Taysha Gene Therapies announced that the U.S. Food and Drug Administration (FDA) has granted Breakthrough Therapy designation to TSHA-102, its intrathecally delivered AAV9 gene therapy aimed at treating Rett syndrome. The designation, which is designed to accelerate the development and review of treatments for serious conditions, was granted based on positive clinical evidence from Part A of the ongoing REVEAL Phase 1/2 trials in both adolescent/adult and pediatric patients.
TSHA-102 showed a well-tolerated safety profile and a 100% response rate in patients achieving at least one developmental milestone, a key endpoint with a very low chance of occurring without treatment, according to natural history data. Improvements were also observed in other measures such as motor behavior and clinician assessments.

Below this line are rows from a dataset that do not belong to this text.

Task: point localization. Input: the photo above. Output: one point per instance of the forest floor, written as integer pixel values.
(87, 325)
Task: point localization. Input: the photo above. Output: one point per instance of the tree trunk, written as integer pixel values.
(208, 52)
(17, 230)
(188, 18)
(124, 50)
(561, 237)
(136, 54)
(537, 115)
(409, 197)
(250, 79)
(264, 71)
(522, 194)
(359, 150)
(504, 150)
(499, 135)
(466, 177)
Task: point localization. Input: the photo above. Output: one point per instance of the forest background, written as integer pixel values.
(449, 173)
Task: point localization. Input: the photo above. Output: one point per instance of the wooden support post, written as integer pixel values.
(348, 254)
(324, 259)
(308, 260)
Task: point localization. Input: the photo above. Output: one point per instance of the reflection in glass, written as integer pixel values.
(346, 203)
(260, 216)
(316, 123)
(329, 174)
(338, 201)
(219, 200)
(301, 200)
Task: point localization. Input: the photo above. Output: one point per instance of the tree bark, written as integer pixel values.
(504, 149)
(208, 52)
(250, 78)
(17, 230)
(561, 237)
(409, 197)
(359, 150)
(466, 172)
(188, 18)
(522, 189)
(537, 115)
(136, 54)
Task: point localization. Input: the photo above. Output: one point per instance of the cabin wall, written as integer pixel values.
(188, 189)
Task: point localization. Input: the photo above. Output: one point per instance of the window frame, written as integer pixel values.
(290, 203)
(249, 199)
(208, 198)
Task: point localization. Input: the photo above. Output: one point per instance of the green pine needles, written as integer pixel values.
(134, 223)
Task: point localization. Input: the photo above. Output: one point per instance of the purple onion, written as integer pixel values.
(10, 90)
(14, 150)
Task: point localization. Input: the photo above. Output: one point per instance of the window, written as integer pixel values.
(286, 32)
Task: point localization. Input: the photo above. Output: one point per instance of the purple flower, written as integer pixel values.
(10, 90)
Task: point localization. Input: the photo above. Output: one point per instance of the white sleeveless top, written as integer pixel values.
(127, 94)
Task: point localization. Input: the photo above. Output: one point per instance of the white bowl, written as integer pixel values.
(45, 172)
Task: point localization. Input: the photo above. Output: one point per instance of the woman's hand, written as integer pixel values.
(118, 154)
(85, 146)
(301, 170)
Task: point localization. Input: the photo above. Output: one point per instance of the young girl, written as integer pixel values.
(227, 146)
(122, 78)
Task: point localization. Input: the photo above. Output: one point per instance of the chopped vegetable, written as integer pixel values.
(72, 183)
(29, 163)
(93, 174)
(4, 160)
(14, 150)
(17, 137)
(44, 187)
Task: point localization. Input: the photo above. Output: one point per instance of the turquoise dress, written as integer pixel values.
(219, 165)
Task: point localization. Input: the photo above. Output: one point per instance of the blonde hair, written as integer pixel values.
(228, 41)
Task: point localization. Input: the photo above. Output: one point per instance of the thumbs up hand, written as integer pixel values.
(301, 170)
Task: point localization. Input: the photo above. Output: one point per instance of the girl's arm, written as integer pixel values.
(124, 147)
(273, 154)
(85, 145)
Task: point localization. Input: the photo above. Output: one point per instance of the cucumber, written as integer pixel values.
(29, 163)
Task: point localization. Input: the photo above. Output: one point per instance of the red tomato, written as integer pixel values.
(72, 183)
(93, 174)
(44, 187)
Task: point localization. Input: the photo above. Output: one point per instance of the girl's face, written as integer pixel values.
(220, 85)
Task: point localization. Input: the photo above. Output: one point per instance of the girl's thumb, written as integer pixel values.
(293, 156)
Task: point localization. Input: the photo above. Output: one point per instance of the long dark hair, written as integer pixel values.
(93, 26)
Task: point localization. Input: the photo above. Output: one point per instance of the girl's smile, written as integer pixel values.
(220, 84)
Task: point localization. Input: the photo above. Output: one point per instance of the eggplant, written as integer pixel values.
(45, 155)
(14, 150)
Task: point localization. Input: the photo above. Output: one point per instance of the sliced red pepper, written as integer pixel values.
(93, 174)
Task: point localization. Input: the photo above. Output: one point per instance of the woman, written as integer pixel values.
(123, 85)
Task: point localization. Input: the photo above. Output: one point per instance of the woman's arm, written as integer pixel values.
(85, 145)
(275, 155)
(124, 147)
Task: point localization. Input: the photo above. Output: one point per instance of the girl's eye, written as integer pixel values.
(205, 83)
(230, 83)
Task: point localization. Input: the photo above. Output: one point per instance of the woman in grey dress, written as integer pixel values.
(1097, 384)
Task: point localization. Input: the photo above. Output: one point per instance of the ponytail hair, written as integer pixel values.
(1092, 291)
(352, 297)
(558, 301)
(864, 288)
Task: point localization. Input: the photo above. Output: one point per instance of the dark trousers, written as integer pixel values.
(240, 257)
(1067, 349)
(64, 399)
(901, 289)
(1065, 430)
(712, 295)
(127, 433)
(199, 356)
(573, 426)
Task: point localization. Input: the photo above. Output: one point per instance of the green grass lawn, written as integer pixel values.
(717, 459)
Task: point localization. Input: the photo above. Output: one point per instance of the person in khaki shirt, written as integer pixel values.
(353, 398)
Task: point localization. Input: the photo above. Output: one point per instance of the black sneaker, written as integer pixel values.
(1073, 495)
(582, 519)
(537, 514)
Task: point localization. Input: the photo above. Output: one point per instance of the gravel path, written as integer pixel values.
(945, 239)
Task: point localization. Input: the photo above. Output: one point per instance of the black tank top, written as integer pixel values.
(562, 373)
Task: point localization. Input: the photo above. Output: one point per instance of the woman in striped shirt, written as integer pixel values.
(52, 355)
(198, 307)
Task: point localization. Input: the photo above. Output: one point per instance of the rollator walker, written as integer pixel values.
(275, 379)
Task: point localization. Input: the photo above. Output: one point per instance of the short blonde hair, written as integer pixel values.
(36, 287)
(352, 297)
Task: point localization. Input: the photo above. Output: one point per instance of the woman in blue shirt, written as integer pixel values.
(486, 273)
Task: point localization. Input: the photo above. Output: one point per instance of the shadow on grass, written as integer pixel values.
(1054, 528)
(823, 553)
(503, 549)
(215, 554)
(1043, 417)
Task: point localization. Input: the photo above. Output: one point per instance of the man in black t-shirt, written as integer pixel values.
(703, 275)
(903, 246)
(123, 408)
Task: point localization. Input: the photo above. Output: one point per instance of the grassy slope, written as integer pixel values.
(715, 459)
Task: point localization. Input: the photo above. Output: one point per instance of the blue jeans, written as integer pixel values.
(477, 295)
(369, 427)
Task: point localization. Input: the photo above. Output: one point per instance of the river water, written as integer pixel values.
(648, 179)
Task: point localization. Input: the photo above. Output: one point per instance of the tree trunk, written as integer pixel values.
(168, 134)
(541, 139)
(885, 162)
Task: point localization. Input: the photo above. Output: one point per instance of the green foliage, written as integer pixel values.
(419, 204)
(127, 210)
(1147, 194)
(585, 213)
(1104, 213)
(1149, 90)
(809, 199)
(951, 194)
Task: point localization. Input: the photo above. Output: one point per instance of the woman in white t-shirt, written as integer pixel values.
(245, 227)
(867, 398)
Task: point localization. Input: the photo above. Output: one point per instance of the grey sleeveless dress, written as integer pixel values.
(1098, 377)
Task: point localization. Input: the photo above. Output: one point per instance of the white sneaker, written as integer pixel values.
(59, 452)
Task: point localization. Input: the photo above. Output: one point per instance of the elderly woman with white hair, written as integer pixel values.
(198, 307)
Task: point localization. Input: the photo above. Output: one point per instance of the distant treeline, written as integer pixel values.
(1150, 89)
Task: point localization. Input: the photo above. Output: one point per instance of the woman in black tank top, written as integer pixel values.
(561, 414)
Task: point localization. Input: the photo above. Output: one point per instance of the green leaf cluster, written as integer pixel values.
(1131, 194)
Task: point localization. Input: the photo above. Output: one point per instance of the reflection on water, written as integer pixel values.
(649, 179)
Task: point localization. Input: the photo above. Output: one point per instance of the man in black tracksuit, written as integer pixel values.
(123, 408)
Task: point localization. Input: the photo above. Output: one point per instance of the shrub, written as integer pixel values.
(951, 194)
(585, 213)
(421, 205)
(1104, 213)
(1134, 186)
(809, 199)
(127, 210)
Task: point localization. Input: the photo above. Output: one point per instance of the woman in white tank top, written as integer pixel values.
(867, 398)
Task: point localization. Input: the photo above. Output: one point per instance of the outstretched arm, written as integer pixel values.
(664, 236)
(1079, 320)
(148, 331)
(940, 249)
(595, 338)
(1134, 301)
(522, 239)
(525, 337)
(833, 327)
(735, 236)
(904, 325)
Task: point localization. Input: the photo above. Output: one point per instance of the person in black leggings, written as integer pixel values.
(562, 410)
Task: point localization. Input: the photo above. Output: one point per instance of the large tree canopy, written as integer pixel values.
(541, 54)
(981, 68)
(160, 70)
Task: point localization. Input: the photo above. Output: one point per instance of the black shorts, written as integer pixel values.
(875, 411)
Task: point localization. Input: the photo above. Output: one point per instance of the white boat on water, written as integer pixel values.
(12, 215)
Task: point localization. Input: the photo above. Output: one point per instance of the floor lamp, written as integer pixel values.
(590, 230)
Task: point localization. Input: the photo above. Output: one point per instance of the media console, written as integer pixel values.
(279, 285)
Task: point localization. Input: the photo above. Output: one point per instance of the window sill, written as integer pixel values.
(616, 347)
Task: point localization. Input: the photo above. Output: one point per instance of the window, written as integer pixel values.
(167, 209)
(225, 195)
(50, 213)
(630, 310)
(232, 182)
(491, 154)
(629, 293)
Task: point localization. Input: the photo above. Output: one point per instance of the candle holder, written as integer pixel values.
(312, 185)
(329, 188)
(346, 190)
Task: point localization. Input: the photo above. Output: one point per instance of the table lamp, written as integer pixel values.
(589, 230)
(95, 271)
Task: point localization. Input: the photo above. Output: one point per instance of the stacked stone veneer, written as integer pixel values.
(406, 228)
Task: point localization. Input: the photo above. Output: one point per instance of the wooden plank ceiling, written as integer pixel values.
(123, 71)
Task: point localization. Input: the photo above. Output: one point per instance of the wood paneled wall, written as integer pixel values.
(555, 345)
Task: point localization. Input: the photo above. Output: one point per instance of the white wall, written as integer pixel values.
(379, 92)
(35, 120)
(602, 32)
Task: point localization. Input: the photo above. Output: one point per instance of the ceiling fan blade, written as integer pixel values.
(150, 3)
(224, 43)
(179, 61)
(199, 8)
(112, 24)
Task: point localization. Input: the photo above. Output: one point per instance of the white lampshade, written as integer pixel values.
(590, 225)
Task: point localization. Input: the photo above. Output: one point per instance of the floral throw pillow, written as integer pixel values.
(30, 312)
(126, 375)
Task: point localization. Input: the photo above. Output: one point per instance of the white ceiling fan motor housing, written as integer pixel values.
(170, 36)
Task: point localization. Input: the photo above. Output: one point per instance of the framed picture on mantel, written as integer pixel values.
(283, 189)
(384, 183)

Rett syndrome affects an estimated 10,000 patients in the U.S. and is characterized by severe developmental impairments, underscoring the urgent need for new therapies.
In addition, Taysha confirmed it has finalized alignment with the FDA on the protocol and statistical analysis plan for its pivotal REVEAL trial, which will support the planned Biologics License Application (BLA) submission. The trial will include a six-month interim analysis that could enable an accelerated BLA filing, based on strong early responses seen in the Phase 1/2 data.
The pivotal trial will evaluate a single high-dose intrathecal administration of TSHA-102 in 15 female patients aged 6 to under 22 years who are in the developmental plateau phase of Rett syndrome. Each patient will serve as their own control, with the primary endpoint assessing the percentage who gain or regain one or more of 28 predefined developmental milestones across communication and motor skills. Milestone achievement will be rigorously assessed through video evidence reviewed by independent, blinded raters.
Taysha’s leadership emphasized that the Breakthrough Therapy designation and FDA alignment mark critical milestones in advancing TSHA-102 toward potential approval, with patient enrollment for the pivotal trial expected to begin in the fourth quarter of 2025.